Henriksson Aron, Moen Hans, Skeppstedt Maria, Daudaravičius Vidas, Duneld Martin
Department of Computer and Systems Sciences (DSV), Stockholm University, Forum 100, SE-164 40 Kista, Sweden.
J Biomed Semantics. 2014 Feb 5;5(1):6. doi: 10.1186/2041-1480-5-6.

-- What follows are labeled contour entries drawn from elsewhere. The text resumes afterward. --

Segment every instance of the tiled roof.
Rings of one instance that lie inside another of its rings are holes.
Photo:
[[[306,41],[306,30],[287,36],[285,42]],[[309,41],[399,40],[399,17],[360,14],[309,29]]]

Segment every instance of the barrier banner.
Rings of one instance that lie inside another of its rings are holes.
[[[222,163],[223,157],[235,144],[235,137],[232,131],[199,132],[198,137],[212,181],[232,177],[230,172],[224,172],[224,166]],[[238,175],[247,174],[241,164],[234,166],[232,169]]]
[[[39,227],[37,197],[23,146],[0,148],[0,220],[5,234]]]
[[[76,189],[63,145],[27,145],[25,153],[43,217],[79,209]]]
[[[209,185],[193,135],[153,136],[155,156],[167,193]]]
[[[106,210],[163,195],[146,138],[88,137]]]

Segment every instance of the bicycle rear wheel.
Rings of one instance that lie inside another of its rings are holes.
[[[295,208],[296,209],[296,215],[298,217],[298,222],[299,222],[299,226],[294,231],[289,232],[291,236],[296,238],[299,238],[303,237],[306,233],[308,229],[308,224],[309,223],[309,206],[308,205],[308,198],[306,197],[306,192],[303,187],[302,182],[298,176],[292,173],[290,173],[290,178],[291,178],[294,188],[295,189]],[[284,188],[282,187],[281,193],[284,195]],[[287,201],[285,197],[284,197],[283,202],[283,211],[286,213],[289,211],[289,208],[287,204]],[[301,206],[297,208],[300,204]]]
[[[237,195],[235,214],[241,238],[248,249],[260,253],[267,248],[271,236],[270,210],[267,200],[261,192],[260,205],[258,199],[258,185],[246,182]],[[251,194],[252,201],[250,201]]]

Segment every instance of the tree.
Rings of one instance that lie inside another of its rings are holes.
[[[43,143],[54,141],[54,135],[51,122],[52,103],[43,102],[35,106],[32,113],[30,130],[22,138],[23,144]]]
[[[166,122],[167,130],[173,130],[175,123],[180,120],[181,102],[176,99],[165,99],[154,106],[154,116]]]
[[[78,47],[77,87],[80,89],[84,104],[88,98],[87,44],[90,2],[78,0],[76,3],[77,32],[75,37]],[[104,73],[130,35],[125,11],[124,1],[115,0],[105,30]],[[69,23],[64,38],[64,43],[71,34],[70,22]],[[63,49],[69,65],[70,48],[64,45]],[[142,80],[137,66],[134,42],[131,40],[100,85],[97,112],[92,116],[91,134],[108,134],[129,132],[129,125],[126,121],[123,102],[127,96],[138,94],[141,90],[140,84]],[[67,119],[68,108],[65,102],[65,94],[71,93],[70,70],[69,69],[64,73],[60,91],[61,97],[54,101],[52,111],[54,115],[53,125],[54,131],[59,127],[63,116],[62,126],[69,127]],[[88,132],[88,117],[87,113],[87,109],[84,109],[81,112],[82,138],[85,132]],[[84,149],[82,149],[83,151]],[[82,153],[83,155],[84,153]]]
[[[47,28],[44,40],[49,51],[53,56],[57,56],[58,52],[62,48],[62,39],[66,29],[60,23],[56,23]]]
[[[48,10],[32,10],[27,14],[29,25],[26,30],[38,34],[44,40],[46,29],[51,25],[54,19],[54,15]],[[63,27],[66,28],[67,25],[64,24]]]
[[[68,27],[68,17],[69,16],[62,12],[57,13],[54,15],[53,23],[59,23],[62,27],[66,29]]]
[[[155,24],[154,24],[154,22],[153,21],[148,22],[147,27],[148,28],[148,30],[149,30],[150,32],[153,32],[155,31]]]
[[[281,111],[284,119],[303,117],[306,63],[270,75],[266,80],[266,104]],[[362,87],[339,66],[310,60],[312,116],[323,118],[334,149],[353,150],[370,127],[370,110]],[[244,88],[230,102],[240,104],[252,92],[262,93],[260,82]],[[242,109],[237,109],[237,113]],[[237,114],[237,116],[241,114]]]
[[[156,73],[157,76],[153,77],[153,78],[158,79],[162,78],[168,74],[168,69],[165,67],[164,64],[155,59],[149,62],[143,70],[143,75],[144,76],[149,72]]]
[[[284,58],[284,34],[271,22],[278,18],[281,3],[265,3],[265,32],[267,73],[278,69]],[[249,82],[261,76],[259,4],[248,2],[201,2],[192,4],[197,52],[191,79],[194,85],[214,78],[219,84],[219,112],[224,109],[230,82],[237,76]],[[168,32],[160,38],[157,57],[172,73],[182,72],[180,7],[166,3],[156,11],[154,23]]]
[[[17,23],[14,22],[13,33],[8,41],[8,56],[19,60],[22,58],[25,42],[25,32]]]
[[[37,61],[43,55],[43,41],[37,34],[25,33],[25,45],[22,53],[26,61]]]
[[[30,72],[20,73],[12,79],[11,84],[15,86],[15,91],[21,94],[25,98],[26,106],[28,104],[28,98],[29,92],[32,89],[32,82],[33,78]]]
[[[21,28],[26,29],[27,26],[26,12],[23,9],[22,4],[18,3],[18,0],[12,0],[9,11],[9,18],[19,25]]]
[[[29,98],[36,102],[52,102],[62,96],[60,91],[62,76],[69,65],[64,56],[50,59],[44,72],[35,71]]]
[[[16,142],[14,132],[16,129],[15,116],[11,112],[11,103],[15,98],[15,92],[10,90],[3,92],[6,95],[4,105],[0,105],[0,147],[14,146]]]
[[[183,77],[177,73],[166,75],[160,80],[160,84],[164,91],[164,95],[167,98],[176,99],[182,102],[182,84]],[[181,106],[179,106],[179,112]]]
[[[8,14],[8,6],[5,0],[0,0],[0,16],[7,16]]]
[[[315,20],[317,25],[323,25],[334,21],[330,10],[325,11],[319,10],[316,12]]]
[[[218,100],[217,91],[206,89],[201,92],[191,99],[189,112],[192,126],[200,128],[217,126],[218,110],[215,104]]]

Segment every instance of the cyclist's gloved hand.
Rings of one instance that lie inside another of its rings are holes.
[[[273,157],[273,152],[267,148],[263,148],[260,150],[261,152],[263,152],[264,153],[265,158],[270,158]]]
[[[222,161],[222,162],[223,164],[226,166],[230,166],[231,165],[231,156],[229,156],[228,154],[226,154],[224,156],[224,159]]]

Terminologies that account for variation in language use by linking synonyms and abbreviations to their corresponding concept are important enablers of high-quality information extraction from medical texts. Due to the use of specialized sub-languages in the medical domain, manual construction of semantic resources that accurately reflect language use is both costly and challenging, often resulting in low coverage. Although models of distributional semantics applied to large corpora provide a potential means of supporting development of such resources, their ability to isolate synonymy from other semantic relations is limited. Their application in the clinical domain has also only recently begun to be explored. Combining distributional models and applying them to different types of corpora may lead to enhanced performance on the tasks of automatically extracting synonyms and abbreviation-expansion pairs.

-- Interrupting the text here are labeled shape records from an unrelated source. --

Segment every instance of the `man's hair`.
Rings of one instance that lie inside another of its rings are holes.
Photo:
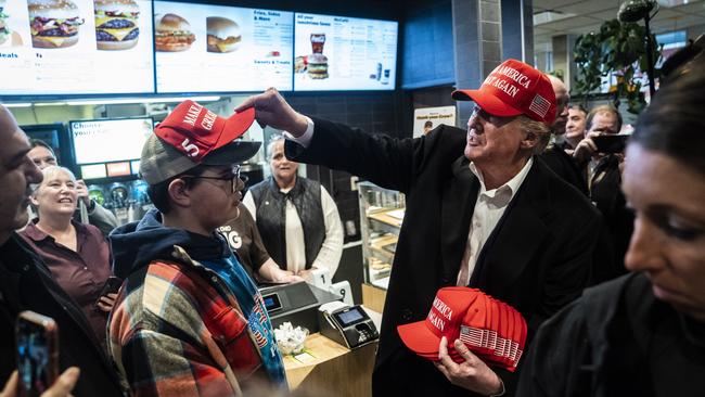
[[[531,154],[540,154],[551,140],[551,128],[541,121],[529,118],[526,115],[518,115],[520,128],[527,133],[536,136],[538,143],[531,150]]]
[[[599,114],[613,114],[615,117],[617,117],[617,132],[621,130],[621,114],[619,114],[619,111],[617,111],[614,106],[612,105],[600,105],[592,107],[590,110],[590,113],[588,113],[588,118],[585,121],[585,128],[589,131],[592,128],[592,119],[594,119],[594,116]]]
[[[202,175],[206,170],[206,166],[200,165],[194,168],[191,168],[187,170],[185,172],[181,172],[179,175],[175,175],[174,177],[162,181],[157,184],[150,184],[146,188],[146,195],[150,196],[150,200],[152,201],[152,204],[156,207],[156,209],[159,210],[162,214],[169,214],[171,210],[171,201],[169,200],[169,184],[175,180],[179,178],[183,178],[185,176],[194,176],[197,177]],[[184,178],[183,182],[187,187],[187,189],[191,189],[196,183],[198,183],[197,178]]]
[[[284,136],[282,133],[274,133],[269,138],[269,142],[267,142],[267,161],[272,159],[272,150],[274,148],[274,143],[284,140]]]
[[[54,158],[56,158],[56,153],[54,153],[53,148],[51,148],[51,145],[49,143],[42,141],[41,139],[31,139],[31,140],[29,140],[29,146],[31,149],[35,149],[37,146],[42,146],[42,148],[47,149],[49,152],[51,152],[51,155],[54,156]]]
[[[665,154],[705,176],[705,56],[674,76],[641,114],[630,144]]]

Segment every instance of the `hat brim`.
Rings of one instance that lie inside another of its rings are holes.
[[[456,101],[474,101],[483,111],[492,116],[510,117],[517,116],[524,112],[508,105],[491,92],[479,90],[456,90],[451,93]]]
[[[408,348],[421,355],[438,355],[440,337],[428,330],[426,320],[398,325],[397,332]]]
[[[222,133],[220,133],[220,137],[218,137],[218,141],[216,142],[215,148],[222,148],[235,139],[242,137],[242,135],[249,129],[249,126],[252,126],[254,121],[254,106],[233,114],[226,119],[225,126],[222,128]]]
[[[261,142],[255,141],[232,141],[225,146],[218,148],[208,153],[203,157],[201,164],[208,166],[229,166],[243,163],[257,154]]]

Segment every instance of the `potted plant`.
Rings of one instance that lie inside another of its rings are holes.
[[[612,20],[602,24],[599,31],[579,36],[574,49],[579,71],[575,92],[585,95],[587,102],[590,93],[600,88],[602,78],[615,73],[617,84],[611,90],[615,105],[625,99],[630,113],[641,112],[646,104],[640,80],[640,75],[648,71],[646,35],[644,26]],[[654,35],[651,35],[651,40],[656,42]],[[661,51],[662,46],[654,48],[652,59],[658,60]],[[658,77],[658,72],[655,71],[654,78]]]

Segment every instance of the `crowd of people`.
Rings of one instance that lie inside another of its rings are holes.
[[[608,153],[598,142],[620,132],[619,112],[571,104],[560,79],[515,60],[452,93],[475,104],[466,129],[439,125],[416,139],[303,115],[275,89],[229,118],[184,101],[142,151],[155,208],[108,238],[75,219],[81,202],[100,214],[82,182],[0,106],[0,396],[17,395],[23,310],[61,330],[64,372],[46,397],[285,394],[255,281],[332,277],[343,242],[330,193],[297,176],[297,162],[406,194],[373,395],[702,393],[703,67],[701,53],[674,68],[626,149]],[[267,149],[272,177],[241,202],[240,164],[260,143],[239,138],[255,119],[285,132]],[[111,277],[124,280],[119,292],[102,295]],[[444,337],[437,360],[403,345],[397,326],[423,320],[449,285],[524,317],[516,372],[461,341]]]

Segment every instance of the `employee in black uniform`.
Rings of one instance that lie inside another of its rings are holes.
[[[538,332],[520,396],[705,393],[705,53],[655,95],[631,137],[632,273],[587,290]]]
[[[555,117],[549,79],[510,60],[479,90],[456,91],[453,98],[477,104],[467,131],[440,125],[403,140],[308,118],[274,89],[236,110],[255,106],[260,124],[297,137],[302,144],[286,142],[287,157],[344,169],[407,195],[373,373],[375,396],[511,393],[510,373],[475,360],[474,375],[449,369],[447,377],[403,346],[397,325],[423,320],[438,289],[483,290],[514,306],[530,335],[577,298],[589,278],[599,215],[534,156]]]

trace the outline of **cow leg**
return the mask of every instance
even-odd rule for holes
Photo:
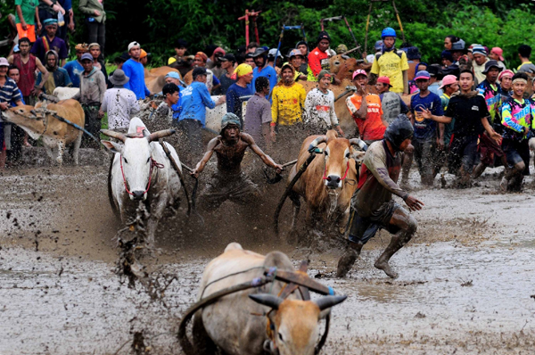
[[[76,140],[74,141],[74,148],[72,152],[72,157],[74,158],[74,165],[78,164],[78,156],[80,153],[80,144],[82,144],[82,136],[84,136],[84,132],[79,132],[78,136],[77,136]],[[111,161],[113,161],[113,159],[111,159]]]
[[[198,310],[193,316],[193,346],[199,355],[212,355],[217,353],[218,347],[210,339],[202,323],[202,310]]]

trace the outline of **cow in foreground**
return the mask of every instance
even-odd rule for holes
[[[43,139],[43,145],[53,161],[63,162],[63,151],[72,145],[74,163],[78,163],[78,153],[83,132],[62,122],[58,115],[72,123],[84,127],[86,116],[82,106],[76,100],[64,100],[57,103],[37,103],[36,106],[15,106],[4,112],[3,117],[24,129],[35,140]]]
[[[180,179],[158,143],[158,139],[170,136],[175,131],[166,129],[151,134],[142,120],[135,117],[130,120],[128,135],[108,129],[103,129],[102,132],[119,141],[102,141],[110,151],[115,153],[108,177],[111,209],[123,223],[127,223],[136,216],[139,202],[144,202],[150,213],[146,224],[146,242],[152,245],[158,222],[166,208],[177,207]],[[175,148],[168,143],[164,144],[179,169],[182,169]]]
[[[309,206],[307,226],[312,226],[318,219],[338,221],[339,227],[345,225],[351,196],[357,189],[356,161],[364,158],[364,152],[358,152],[354,145],[365,150],[367,148],[358,138],[338,137],[334,130],[327,131],[325,136],[311,136],[305,139],[297,164],[288,176],[289,182],[309,156],[310,151],[321,148],[323,156],[314,158],[289,194],[293,202],[292,232],[295,231],[300,209],[300,197]]]
[[[292,261],[280,252],[264,256],[231,243],[204,269],[197,300],[261,277],[262,267],[294,271]],[[193,347],[184,349],[186,355],[214,354],[217,347],[227,355],[262,355],[265,343],[272,354],[313,355],[319,320],[346,297],[302,301],[296,292],[283,300],[276,295],[284,285],[274,281],[259,290],[231,293],[198,310],[193,318]],[[262,314],[268,314],[273,326],[271,339],[266,331],[268,317]]]

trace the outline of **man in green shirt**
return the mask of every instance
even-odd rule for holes
[[[15,0],[15,23],[19,38],[28,37],[31,43],[36,41],[35,19],[37,19],[37,31],[41,30],[37,4],[37,0]]]

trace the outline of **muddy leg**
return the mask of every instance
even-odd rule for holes
[[[389,260],[396,252],[401,249],[412,238],[416,231],[417,222],[405,209],[399,208],[394,212],[390,223],[400,229],[392,235],[390,244],[379,259],[377,259],[374,266],[384,271],[390,277],[397,278],[398,273],[391,268]]]

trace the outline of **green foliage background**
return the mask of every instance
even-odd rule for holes
[[[78,11],[78,0],[72,3],[77,32],[70,42],[75,44],[86,40],[86,31]],[[14,13],[12,4],[12,0],[0,3],[2,13]],[[177,38],[191,44],[190,54],[210,43],[235,51],[245,43],[245,25],[237,21],[245,9],[262,11],[258,21],[261,45],[276,46],[283,24],[304,24],[309,40],[315,42],[319,20],[342,14],[347,16],[357,40],[364,45],[369,4],[367,0],[104,0],[106,54],[112,58],[136,40],[152,54],[152,65],[162,65],[174,54]],[[529,0],[398,0],[396,5],[407,40],[420,48],[423,61],[427,62],[440,60],[448,35],[460,37],[466,45],[480,43],[503,48],[509,67],[519,63],[518,45],[529,44],[535,48],[535,7]],[[6,28],[5,16],[0,25]],[[374,3],[368,52],[386,26],[400,35],[391,2]],[[333,47],[341,43],[354,46],[343,22],[327,23],[325,29],[333,38]],[[282,52],[285,54],[300,39],[298,31],[285,31]]]

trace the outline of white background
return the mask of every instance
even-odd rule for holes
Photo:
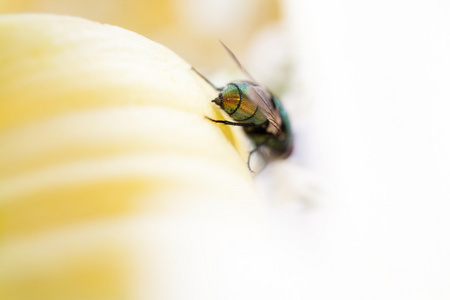
[[[324,192],[280,299],[450,299],[450,2],[284,3]]]

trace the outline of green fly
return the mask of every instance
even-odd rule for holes
[[[193,69],[219,92],[218,97],[212,102],[224,110],[235,122],[206,118],[215,123],[242,126],[246,135],[255,144],[255,149],[249,153],[247,161],[250,171],[252,171],[250,157],[260,149],[264,149],[262,155],[265,161],[287,158],[293,150],[293,137],[288,115],[281,102],[265,87],[257,84],[242,67],[233,52],[222,42],[221,44],[250,80],[232,81],[225,87],[218,88]]]

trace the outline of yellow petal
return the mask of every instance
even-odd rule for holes
[[[0,299],[186,299],[173,288],[220,281],[261,207],[245,138],[204,118],[214,97],[133,32],[0,16]]]

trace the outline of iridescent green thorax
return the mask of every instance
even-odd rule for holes
[[[291,126],[281,102],[271,93],[264,94],[268,99],[270,114],[281,120],[279,129],[275,129],[261,108],[259,95],[251,89],[259,87],[249,81],[235,81],[227,84],[219,96],[213,100],[234,121],[242,124],[247,136],[257,147],[265,147],[272,158],[285,158],[293,148]],[[259,104],[259,105],[258,105]]]
[[[223,43],[222,45],[243,73],[252,79],[233,52]],[[293,138],[289,118],[281,102],[267,89],[256,84],[255,81],[233,81],[224,88],[218,88],[197,70],[194,68],[193,70],[220,92],[212,102],[219,105],[234,121],[206,118],[215,123],[242,126],[255,144],[256,148],[250,152],[247,162],[250,170],[250,157],[252,153],[260,149],[267,150],[262,152],[267,160],[287,158],[291,154]]]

A combination of two distributional models - Random Indexing and Random Permutation - employed in conjunction with a single corpus outperforms using either of the models in isolation. Furthermore, combining semantic spaces induced from different types of corpora - a corpus of clinical text and a corpus of medical journal articles - further improves results, outperforming a combination of semantic spaces induced from a single source, as well as a single semantic space induced from the conjoint corpus. A combination strategy that simply sums the cosine similarity scores of candidate terms is generally the most profitable out of the ones explored. Finally, applying simple post-processing filtering rules yields substantial performance gains on the tasks of extracting abbreviation-expansion pairs, but not synonyms. The best results, measured as recall in a list of ten candidate terms, for the three tasks are: 0.39 for abbreviations to long forms, 0.33 for long forms to abbreviations, and 0.47 for synonyms.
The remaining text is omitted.